Tangan kanan Megawati ini berharap agar Khofifah dan Gugus Tugas Covid-19 Jawa Timur mampu melihat skala prioritas atas setiap kebijakannya. Ia menyebut tidak perlu ada rivalitas politik yang tidak perlu, dan mementingkan kepentingan rakyat.

"Dalam sutuasi yang tidak mudah seperti ini, musyawarah, gotong royong, kemanusiaan, serta keberpihakan bagi rakyat harus di kedepankan," tuturnya.



Sebelumnya Risma berbicara dengan nada tinggi melalui telepon kepada seorang pejabat di Balai Kota Surabaya, Jumat sore, 29 Mei 2020. Dalam percakapan itu, Risma mengaku kecewa dengan pengalihan mobil PCR.

Risma sempat memperlihatkan komunikasinya dengan Ketua BNPB Doni Monardo melalui WhatsApp. Dalam percakapan itu, Risma meminta kepada Doni bahwa jika ada alat fast lab, agar dikirim ke Surabaya karena laboratorium sudah swab 1.000 orang namun hasilnya belum maksimal meski sudah tiga minggu.

“Temen-temen lihat sendiri kan, ini bukti permohonan saya dengan Pak Doni, jadi ini saya sendiri yang memohon kepada beliau. Kasihan pasien-pasien yang sudah menunggu,” kata Risma.

Pada Kamis, 28 Mei, Khofifah, menyatakan bahwa pemerintah provinsi telah mendapatkan bantuan dua mobil PCR dari BNPB. Satu mobil PCR bernomor polisi B-7190-TDB diserahterimakan kepada Gugus Kuratif Covid-19 Pemprov Jawa Timur di halaman Rumah Sakit Lapangan Jalan Indrapura, Surabaya pada Rabu siang, 27 Mei. Adapun satu mobil lainnya diterima sehari setelahnya.

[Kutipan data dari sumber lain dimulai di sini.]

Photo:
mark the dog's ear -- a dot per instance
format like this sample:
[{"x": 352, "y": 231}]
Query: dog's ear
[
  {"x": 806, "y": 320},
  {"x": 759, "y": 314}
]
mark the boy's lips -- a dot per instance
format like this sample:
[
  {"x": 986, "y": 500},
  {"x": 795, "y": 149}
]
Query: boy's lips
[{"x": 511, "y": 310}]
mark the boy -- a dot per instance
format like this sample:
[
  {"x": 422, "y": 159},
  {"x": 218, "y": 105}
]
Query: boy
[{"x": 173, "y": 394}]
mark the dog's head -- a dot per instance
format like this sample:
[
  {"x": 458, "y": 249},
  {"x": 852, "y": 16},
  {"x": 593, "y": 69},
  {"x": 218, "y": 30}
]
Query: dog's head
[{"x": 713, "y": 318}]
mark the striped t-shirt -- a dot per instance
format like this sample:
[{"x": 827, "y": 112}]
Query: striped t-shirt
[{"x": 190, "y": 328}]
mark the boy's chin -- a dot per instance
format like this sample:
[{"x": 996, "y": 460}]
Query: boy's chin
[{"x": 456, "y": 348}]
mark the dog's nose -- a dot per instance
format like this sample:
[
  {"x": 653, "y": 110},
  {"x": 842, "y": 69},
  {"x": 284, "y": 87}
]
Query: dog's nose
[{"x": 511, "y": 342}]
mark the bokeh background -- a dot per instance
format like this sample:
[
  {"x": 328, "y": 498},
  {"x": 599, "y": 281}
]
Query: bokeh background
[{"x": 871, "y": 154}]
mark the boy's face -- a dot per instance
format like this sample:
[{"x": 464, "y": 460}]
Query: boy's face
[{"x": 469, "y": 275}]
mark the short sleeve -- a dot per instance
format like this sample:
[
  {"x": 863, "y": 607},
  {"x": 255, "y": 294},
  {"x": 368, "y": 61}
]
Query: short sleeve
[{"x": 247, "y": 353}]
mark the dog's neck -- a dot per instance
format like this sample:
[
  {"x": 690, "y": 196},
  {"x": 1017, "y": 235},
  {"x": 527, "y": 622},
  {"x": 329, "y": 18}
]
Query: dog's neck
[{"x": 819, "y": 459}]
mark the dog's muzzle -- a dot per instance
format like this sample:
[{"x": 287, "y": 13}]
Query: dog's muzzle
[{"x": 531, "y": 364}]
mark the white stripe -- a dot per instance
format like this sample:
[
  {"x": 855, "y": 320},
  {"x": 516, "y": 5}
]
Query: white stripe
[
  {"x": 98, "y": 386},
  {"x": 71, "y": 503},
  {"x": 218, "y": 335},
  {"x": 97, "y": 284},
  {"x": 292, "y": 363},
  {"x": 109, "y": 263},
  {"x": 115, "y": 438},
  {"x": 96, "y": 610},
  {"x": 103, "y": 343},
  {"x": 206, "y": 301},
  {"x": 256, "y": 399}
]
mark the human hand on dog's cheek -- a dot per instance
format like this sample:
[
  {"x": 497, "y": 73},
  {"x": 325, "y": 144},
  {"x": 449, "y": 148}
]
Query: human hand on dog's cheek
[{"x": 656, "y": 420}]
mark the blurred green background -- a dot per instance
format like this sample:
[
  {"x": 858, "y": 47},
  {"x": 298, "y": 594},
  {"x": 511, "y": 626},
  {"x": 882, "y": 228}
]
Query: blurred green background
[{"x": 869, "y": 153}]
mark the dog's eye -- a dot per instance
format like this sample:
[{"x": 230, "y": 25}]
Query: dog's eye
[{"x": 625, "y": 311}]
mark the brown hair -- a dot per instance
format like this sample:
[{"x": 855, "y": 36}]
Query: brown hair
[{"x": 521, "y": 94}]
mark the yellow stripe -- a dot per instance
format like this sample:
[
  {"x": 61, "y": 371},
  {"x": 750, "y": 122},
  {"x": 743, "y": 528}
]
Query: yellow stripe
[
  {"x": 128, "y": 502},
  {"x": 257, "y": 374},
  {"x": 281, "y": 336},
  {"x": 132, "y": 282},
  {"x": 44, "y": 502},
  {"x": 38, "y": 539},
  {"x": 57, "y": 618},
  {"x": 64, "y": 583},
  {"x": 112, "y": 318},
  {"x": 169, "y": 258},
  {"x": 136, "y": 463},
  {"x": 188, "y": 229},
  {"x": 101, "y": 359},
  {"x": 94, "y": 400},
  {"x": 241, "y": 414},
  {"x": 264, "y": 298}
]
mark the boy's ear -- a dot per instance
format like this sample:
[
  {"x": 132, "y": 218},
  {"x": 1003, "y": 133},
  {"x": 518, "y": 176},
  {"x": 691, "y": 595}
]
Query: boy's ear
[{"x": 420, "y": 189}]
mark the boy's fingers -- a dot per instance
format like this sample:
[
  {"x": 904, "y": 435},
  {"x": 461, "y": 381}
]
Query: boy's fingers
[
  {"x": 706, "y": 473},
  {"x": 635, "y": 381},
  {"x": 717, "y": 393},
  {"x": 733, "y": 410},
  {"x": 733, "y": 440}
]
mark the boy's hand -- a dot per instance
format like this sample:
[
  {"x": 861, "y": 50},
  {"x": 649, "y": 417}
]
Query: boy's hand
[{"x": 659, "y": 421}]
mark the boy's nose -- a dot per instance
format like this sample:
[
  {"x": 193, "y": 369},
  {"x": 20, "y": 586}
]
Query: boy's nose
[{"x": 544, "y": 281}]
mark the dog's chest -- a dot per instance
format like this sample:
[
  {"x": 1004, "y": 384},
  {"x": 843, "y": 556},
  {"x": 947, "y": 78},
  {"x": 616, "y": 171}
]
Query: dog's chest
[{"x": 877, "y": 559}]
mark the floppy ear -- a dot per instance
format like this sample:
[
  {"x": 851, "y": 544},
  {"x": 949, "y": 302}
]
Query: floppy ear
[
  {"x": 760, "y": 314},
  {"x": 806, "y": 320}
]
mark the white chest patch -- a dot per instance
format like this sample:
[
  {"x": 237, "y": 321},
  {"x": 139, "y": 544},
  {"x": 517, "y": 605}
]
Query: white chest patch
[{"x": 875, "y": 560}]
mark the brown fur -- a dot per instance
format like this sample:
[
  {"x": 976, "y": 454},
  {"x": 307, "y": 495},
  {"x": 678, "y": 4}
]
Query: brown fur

“Alhamdulillah kami kembali mendapat bantuan dari BNPB berupa dua unit mobil PCR . Bantuan ini penting karena saat ini kebutuhan mesin PCR test untuk swab memang yang paling dibutuhkan karena validitasnya paling tinggi,” ujar Khofifah dalam siaran persnya.